Wanneer de lidstaten die bepalingen aannemen, wordt in die bepalingen zelf of bij de officiële bekendmaking daarvan naar deze richtlijn verwezen. De regels voor die verwijzing worden vastgesteld door de lidstaten.

Artikel 3

1.   De lidstaten moeten, overeenkomstig Richtlijn 91/414/EEG, zo nodig bestaande toelatingen voor gewasbeschermingsmiddelen die FEN 560 (fenegriekzaadpoeder) als werkzame stof bevatten, uiterlijk op 30 april 2011 wijzigen of intrekken. Uiterlijk op die datum verifiëren zij met name of aan de voorwaarden van bijlage I bij die richtlijn met betrekking tot FEN 560 (fenegriekzaadpoeder) is voldaan, met uitzondering van de voorwaarden in deel B van de tekst betreffende die werkzame stof, en dat de houder van de toelating in het bezit is van of toegang heeft tot een dossier dat overeenkomstig de voorwaarden van artikel 13, lid 2, van die richtlijn aan de eisen van bijlage II bij die richtlijn voldoet.

2.   In afwijking van lid 1 voeren de lidstaten op basis van een dossier conform bijlage III bij Richtlijn 91/414/EEG en rekening houdend met deel B van de tekst betreffende FEN 560 (fenegriekzaadpoeder) in bijlage I bij die richtlijn, overeenkomstig de uniforme beginselen in bijlage VI bij die richtlijn een nieuwe evaluatie uit voor elk toegelaten gewasbeschermingsmiddel dat FEN 560 (fenegriekzaadpoeder) bevat als enige werkzame stof of als een van een aantal werkzame stoffen die alle uiterlijk op 31 oktober 2010 in bijlage I bij die richtlijn zijn opgenomen. Aan de hand van die evaluatie bepalen zij of het gewasbeschermingsmiddel voldoet aan de voorwaarden van artikel 4, lid 1, onder b), c), d) en e), van Richtlijn 91/414/EEG.

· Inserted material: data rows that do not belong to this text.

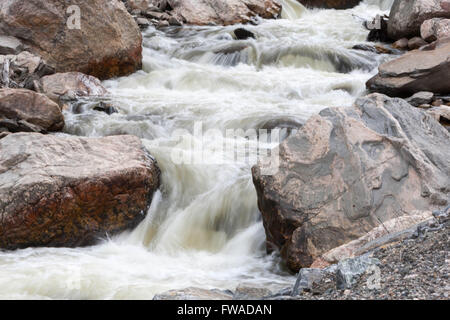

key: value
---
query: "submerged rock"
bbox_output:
[233,284,272,300]
[0,89,64,132]
[252,94,450,271]
[234,28,255,40]
[336,255,380,290]
[0,133,159,249]
[35,72,108,103]
[366,39,450,97]
[405,91,434,107]
[0,0,142,79]
[0,35,23,55]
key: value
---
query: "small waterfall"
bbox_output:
[280,0,306,20]
[0,0,390,299]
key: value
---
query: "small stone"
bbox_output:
[0,35,23,55]
[408,37,428,50]
[168,16,183,26]
[431,99,444,107]
[392,38,408,50]
[234,28,255,40]
[405,91,434,107]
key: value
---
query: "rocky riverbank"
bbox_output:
[0,0,450,300]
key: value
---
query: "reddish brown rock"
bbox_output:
[252,94,450,271]
[0,0,142,79]
[366,39,450,97]
[0,89,64,132]
[420,18,450,42]
[0,133,159,249]
[388,0,450,40]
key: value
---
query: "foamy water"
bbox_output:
[0,0,392,299]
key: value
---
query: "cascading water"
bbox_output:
[0,0,392,299]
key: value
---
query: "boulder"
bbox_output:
[291,268,328,296]
[408,37,428,50]
[297,0,361,9]
[0,133,159,249]
[0,51,55,89]
[35,72,108,103]
[0,89,64,132]
[0,0,142,79]
[406,91,434,107]
[0,35,23,55]
[252,94,450,271]
[392,38,408,50]
[420,18,450,42]
[366,39,450,97]
[427,106,450,131]
[388,0,450,40]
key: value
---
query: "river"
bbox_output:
[0,0,393,299]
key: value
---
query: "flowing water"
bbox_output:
[0,0,393,299]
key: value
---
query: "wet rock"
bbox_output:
[292,268,327,296]
[0,35,24,55]
[388,0,450,40]
[392,38,408,50]
[352,44,396,54]
[0,51,55,89]
[366,40,450,97]
[408,37,428,50]
[420,18,450,42]
[427,106,450,130]
[35,72,108,104]
[153,287,233,300]
[297,0,361,9]
[233,284,272,300]
[0,89,64,132]
[234,28,255,40]
[93,101,119,115]
[405,91,434,107]
[364,16,392,43]
[136,18,150,29]
[252,94,450,271]
[257,118,304,141]
[0,133,159,249]
[0,0,142,79]
[336,255,380,290]
[313,211,432,265]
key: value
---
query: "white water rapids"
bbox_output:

Daarna zorgen de lidstaten ervoor dat:

a)

als FEN 560 (fenegriekzaadpoeder) de enige werkzame stof in het gewasbeschermingsmiddel is, de toelating indien nodig uiterlijk op 30 april 2012 wordt gewijzigd of ingetrokken, of

b)

als het gewasbeschermingsmiddel naast FEN 560 (fenegriekzaadpoeder) nog één of meer andere werkzame stoffen bevat, de toelating indien nodig uiterlijk op 30 april 2012 of, als dat later is, op de datum die voor een dergelijke wijziging of intrekking is vastgesteld in de richtlijnen waarbij die stoffen aan bijlage I bij Richtlijn 91/414/EEG zijn toegevoegd, wordt gewijzigd of ingetrokken.

Artikel 4

Deze richtlijn treedt in werking op 1 november 2010.

Artikel 5

Deze richtlijn is gericht tot de lidstaten.

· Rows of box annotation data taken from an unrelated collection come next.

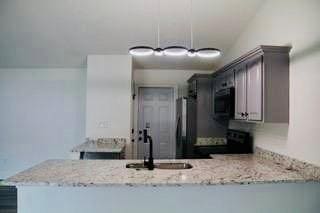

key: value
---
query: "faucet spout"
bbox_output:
[143,129,154,170]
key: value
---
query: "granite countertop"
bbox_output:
[5,154,319,187]
[71,138,125,153]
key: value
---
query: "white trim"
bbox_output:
[132,84,178,159]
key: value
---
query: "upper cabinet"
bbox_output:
[213,46,291,123]
[234,64,247,120]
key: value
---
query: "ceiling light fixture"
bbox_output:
[154,0,163,56]
[163,46,188,56]
[196,48,221,58]
[129,46,154,56]
[129,0,221,58]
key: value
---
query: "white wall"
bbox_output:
[86,55,132,139]
[133,69,212,97]
[0,69,86,179]
[223,0,320,165]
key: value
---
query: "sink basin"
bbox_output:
[154,163,192,169]
[126,163,147,169]
[126,163,192,170]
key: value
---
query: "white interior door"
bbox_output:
[138,87,175,159]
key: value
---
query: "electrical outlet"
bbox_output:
[98,121,108,128]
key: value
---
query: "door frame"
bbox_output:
[132,84,178,159]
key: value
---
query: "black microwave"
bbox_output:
[213,87,235,119]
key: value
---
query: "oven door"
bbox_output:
[214,88,234,118]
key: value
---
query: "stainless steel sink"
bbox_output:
[126,163,148,169]
[126,163,192,170]
[154,163,192,169]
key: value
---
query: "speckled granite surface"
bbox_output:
[254,147,320,180]
[71,138,126,153]
[6,155,319,186]
[194,137,227,146]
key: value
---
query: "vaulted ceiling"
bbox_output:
[0,0,263,69]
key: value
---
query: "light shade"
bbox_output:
[196,48,221,58]
[188,49,196,57]
[163,46,188,56]
[154,47,163,56]
[129,46,154,56]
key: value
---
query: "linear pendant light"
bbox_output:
[129,46,154,56]
[129,0,221,58]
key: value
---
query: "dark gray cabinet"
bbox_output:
[246,57,263,121]
[213,46,291,123]
[234,64,247,120]
[235,57,263,121]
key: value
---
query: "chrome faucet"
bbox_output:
[143,129,154,170]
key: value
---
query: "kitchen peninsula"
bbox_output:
[6,150,320,213]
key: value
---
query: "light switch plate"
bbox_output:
[98,121,108,128]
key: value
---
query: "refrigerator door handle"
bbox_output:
[176,117,181,145]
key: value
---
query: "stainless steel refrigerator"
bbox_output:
[175,98,187,159]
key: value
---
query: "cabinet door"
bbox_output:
[247,57,263,121]
[234,65,247,120]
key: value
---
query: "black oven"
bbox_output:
[214,87,234,119]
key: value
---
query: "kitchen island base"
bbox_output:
[18,182,320,213]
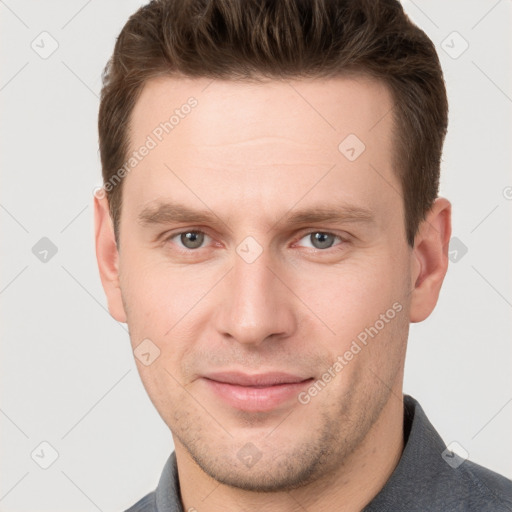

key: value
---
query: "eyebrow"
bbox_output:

Gedaan te Brussel, 28 juni 2010.

Voor de Commissie

De voorzitter

José Manuel BARROSO


(1)  PB L 230 van 19.8.1991, blz. 1.

(2)  PB L 37 van 10.2.2004, blz. 34.

(3)  EFSA Journal (2010) 8(1):1448, Conclusion on the peer review of the pesticide risk assessment of the active substance fenugreek seed powder (FEN 560). doi:10.2903/j.efsa.2010.1448. Online beschikbaar op www.efsa.europa.eu


BIJLAGE

In bijlage I bij Richtlijn 91/414/EEG wordt aan het einde van de tabel de volgende vermelding toegevoegd:

Nr.

Benaming, identificatienummers

IUPAC-naam

Zuiverheid (1)

Inwerkingtreding

Geldigheidsduur

Bijzondere bepalingen

„313

FEN 560 (ook fenegriek of fenegriekzaadpoeder genoemd)

CAS-nr.

Geen

CIPAC-nr.

Geen

De werkzame stof wordt bereid uit het zaadpoeder van Trigonella foenum-graecum L. (fenegriek).

Niet van toepassing

100 % fenegriekzaadpoeder zonder toevoegingen en geen extractie; het zaad is van levensmiddelenkwaliteit

1 november 2010

31 oktober 2020

DEEL A

De stof mag alleen worden toegelaten als elicitor van het zelfverdedigingsmechanisme van het gewas.

DEEL B

Voor de toepassing van de uniforme beginselen in bijlage VI moet rekening worden gehouden met de conclusies van het evaluatieverslag over FEN 560 (fenegriekzaadpoeder), en met name met de aanhangsels I en II, dat op 11 mei 2010 door het Permanent Comité voor de voedselketen en de diergezondheid is goedgekeurd.

Bij deze algemene beoordeling moeten de lidstaten bijzondere aandacht besteden aan de veiligheid van bedieners, werknemers en omstanders.

De toelatingsvoorwaarden moeten, indien nodig, risicobeperkende maatregelen omvatten.”.


(1)  Het evaluatieverslag bevat nadere gegevens over de identiteit en de specificatie van de werkzame stoffen.